PROJECT SUMMARY Homeostatic signaling systems operate at synapses to enable flexible yet stable information transfer in the nervous system. Defects in homeostatic signaling contribute to seizures, excitotoxicity, cognitive decline, and neurodegeneration. Although much has been learned in recent years about the expression mechanisms synapses employ to counteract perturbations to neurotransmission, the pathways that rapidly initiate and chronically maintain homeostatic signaling remains poorly understood. Here, we propose to determine the induction mechanisms mediating homeostatic synaptic plasticity using the Drosophila neuromuscular junction as a unique and powerful model system. At this glutamatergic synapse, pharmacologic or genetic disruption to postsynaptic neurotransmitter receptors triggers a retrograde signaling system that leads to a compensatory increase in presynaptic glutamate release to maintain stable synaptic strength, referred to as presynaptic homeostatic potentiation (PHP). This process parallels similar phenomena observed in a variety of other organisms, including mammalian central synapses. We have recently discovered an E3 ubiquitin ligase adaptor that targets substrates in the postsynaptic compartment and enables retrograde homeostatic signaling. We propose to first identify and characterize postsynaptic targets of the homeostatic signaling system. Preliminary data suggests a key component of the postsynaptic density is necessary for retrograde homeostatic signaling. Next, we will define the induction mechanisms mediating the chronic expression of PHP and determine the role of CaMKII in this process. Finally, we will interrogate the pharmacological induction of PHP and test a hypothesis that trans-synaptic complexes mediate rapid retrograde homeostatic signaling. These studies will leverage a synergistic combination of molecular genetic, electrophysiological, and innovative functional imaging approaches at confocal, super resolution, and ultrastructural levels to determine the induction mechanisms that initiate and maintain retrograde homeostatic signaling.
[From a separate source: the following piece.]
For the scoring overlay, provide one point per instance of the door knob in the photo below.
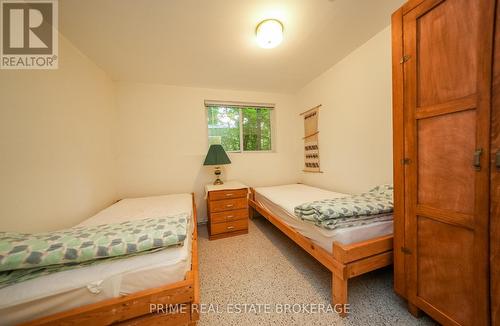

Together, these experiments will advance our understanding of the fundamental mechanisms that endow synapses with the capacity to sense perturbations to neurotransmission and adaptively modulate synaptic function to stabilize information transfer in the nervous system.

项目摘要 稳态信号系统以突触运行，以启用灵活但稳定的信息 在神经系统中转移。稳态信号的缺陷导致癫痫发作， 兴奋性毒性，认知下降和神经退行性。虽然已经学到了很多 近年来，关于表达机制的突触来抵消扰动 神经传递，迅速启动并长期保持体内平衡的途径 信号传导仍然很少了解。在这里，我们建议确定诱导机制 使用果蝇神经肌肉连接作为一个 独特而强大的模型系统。在此谷氨酸能突触，药理或遗传学 突触后神经递质受体的破坏会触发逆行信号系统 导致突触前谷氨酸释放的补偿性增加，以保持稳定的突触 强度，称为突触前稳态增强（PHP）。这个过程类似 在包括哺乳动物中央突触在内的许多其他生物中观察到的现象。我们 最近发现了一个靶向突触后底物的E3泛素连接酶适配器 隔室并启用逆行稳态信号传导。我们建议首先识别和 表征体内稳态信号系统的突触后靶标。初步数据建议 突触后密度的关键成分对于逆行稳态信号是必需的。 接下来，我们将定义介导PHP慢性表达和的诱导机制 确定CAMKII在此过程中的作用。最后，我们将询问药理 诱导PHP并检验一个假说，即反性突触复合物介导快速逆行 稳态信号传导。这些研究将利用分子遗传的协同组合， 共凝聚，超级分辨率的电生理和创新功能成像方法， 和超微结构水平以确定启动和维护的诱导机制 逆行稳态信号传导。这些实验将共同提高我们的理解 赋予突触具有扰动能力的基本机制 神经传递和自适应调节突触功能，以稳定信息传递 神经系统。